Some of these conditions have been harmful, for example, when Malawi suffered a severe famine during 2003, exacerbated by the decision to sell grain reserves, it 'overspent' on its public spending targets - at least in part on importing grain to feed its people; the IMF punished Malawi by suspending the little debt relief it was receiving.

Other conditions may not have been harmful in themselves, but held up debt relief, and were not for the IMF to impose from Washington. It should be for countries themselves to determine their own policies and be accountable to their citizens, not to bureaucrats in international instiutions. 

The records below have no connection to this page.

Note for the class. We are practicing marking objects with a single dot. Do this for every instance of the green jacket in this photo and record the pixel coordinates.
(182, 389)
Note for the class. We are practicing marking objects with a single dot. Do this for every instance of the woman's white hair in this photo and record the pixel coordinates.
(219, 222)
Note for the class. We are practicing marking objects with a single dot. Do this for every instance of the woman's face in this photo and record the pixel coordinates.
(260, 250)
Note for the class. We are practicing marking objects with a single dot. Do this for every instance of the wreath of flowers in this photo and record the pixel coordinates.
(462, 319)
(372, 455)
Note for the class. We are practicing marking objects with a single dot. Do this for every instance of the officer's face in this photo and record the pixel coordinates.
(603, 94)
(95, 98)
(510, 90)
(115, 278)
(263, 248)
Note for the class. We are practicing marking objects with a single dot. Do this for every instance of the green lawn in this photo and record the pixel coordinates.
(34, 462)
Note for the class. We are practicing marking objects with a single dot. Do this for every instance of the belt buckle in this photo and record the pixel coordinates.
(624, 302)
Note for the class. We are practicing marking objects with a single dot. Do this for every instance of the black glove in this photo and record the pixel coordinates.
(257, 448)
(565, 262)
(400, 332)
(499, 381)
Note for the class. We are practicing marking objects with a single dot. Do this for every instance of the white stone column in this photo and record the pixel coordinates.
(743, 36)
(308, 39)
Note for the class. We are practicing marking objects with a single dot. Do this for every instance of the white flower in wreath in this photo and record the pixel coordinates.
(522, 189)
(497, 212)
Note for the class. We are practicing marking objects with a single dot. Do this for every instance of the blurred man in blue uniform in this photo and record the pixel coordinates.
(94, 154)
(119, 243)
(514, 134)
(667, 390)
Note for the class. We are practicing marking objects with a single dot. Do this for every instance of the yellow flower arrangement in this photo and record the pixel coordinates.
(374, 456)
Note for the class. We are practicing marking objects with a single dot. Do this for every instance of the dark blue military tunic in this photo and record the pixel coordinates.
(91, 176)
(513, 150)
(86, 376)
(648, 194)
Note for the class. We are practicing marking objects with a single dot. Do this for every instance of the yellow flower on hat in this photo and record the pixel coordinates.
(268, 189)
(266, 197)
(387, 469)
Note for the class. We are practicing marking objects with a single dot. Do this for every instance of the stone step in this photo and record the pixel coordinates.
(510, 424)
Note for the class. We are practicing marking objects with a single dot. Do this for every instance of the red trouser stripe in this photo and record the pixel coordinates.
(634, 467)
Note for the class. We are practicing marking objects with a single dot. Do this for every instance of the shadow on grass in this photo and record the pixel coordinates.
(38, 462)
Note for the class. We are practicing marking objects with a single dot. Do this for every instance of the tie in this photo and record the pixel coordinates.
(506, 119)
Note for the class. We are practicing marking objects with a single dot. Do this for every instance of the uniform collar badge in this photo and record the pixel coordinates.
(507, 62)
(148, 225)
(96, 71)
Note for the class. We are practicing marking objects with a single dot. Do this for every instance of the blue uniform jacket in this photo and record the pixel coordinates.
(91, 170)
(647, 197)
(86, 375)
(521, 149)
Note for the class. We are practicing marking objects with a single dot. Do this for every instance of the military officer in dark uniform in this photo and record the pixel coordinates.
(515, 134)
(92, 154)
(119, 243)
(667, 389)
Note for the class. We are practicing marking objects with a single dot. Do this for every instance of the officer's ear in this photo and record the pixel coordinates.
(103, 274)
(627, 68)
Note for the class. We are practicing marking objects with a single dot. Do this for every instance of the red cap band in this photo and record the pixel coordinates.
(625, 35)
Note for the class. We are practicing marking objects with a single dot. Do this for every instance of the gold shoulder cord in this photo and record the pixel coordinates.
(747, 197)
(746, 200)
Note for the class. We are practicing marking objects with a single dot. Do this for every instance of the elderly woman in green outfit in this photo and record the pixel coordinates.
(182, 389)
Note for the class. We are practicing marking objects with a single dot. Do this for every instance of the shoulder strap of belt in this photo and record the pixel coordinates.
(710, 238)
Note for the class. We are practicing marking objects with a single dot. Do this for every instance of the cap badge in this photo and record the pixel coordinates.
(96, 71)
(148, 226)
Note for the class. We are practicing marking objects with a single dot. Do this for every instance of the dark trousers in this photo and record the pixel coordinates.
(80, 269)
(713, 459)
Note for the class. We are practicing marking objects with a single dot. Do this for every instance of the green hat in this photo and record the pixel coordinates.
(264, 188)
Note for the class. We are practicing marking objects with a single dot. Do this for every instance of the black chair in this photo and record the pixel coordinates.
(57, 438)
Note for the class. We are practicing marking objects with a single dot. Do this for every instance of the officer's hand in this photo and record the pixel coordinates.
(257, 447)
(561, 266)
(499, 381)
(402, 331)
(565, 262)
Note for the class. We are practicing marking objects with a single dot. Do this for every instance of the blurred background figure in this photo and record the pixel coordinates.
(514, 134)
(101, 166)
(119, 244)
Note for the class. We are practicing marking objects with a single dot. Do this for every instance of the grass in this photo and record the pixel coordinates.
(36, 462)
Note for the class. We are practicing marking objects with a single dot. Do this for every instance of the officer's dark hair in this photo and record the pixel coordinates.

The single most pronounced condition attached to debt relief has been privatisation. This has caused agricultural markets to collapse due to the withdrawal of the state from commodity marketing, removal of farm subsidies and selling of pro-poor banks. The Malawi Commercial Bank was sold and closed many small accounts in the process, throwing hundreds of account holders out of the formal banking sector. The bank mainly used to service farmers and was specifically set up to provide easy access to loans for Malawian farmers.

What do campaigners say?
"Malawi wasn't given debt relief for reasons NGOs from Malawi thought were quite unfair. We missed out because donor countries did not meet their commitments to support the budget, so the IMF decided we were 'off-track'. That led to our government borrowing, to feed the people; it did not have a choice. That meant losing out. We are still waiting."
Collins Magalasi, Action Aid Malawi July 2006, before Malawi completed HIPC.